Considering the complex health challenges observed in patients with upper GI cancer, which range from nutritional concerns to physical limitations and emotional stress, a multidisciplinary team-based approach is indispensable to address individual nutritional needs. The primary objective of this approach is to improve patients’ nutritional intake, encourage physical activity, build physical strength, and promote mental well-being. Interprofessional coordination between various healthcare domains is necessary to deliver effective patient care consistent with the needs of hospitalized patients or of those receiving home-based care.

Successful implementation of a multidisciplinary approach necessitates explicit delineation of roles and interdepartmental collaboration. Effective communication and implementation of information sharing protocols are essential. In many instances, central coordination of these multifaceted efforts necessitates both clinical leadership and administrative support. The Interdisciplinary Alliance to Advance Patient Nutrition is instrumental in providing practical recommendations to achieve such cooperation [28]. This alliance outlines the roles of physicians, dietitians, nurses, and hospital administrators in collectively meeting six nutritional objectives through teamwork.

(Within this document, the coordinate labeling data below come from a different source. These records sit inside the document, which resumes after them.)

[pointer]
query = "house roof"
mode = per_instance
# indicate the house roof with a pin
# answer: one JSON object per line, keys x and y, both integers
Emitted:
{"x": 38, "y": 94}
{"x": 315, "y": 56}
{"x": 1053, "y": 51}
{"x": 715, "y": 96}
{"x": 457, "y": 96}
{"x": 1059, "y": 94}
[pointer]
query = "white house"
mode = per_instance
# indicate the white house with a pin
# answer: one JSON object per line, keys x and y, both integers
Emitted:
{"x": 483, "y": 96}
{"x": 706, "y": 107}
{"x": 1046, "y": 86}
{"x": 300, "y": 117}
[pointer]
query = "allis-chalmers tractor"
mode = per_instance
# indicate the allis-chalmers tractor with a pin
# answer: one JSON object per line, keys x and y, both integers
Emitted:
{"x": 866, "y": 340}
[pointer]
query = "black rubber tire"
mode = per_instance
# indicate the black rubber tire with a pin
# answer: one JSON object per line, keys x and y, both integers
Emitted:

Uniform and consistent methods to measure and share data are essential throughout the care process, from admission until discharge and even extending to post-discharge follow-up.

Nutritional management plays a key role in determining treatment outcomes in patients with upper GI cancers. Implementation of a multidisciplinary approach complemented by comprehensive nutritional assessment and an effective care strategy are essential to improve both the long-term prognosis and effectiveness of therapeutic interventions.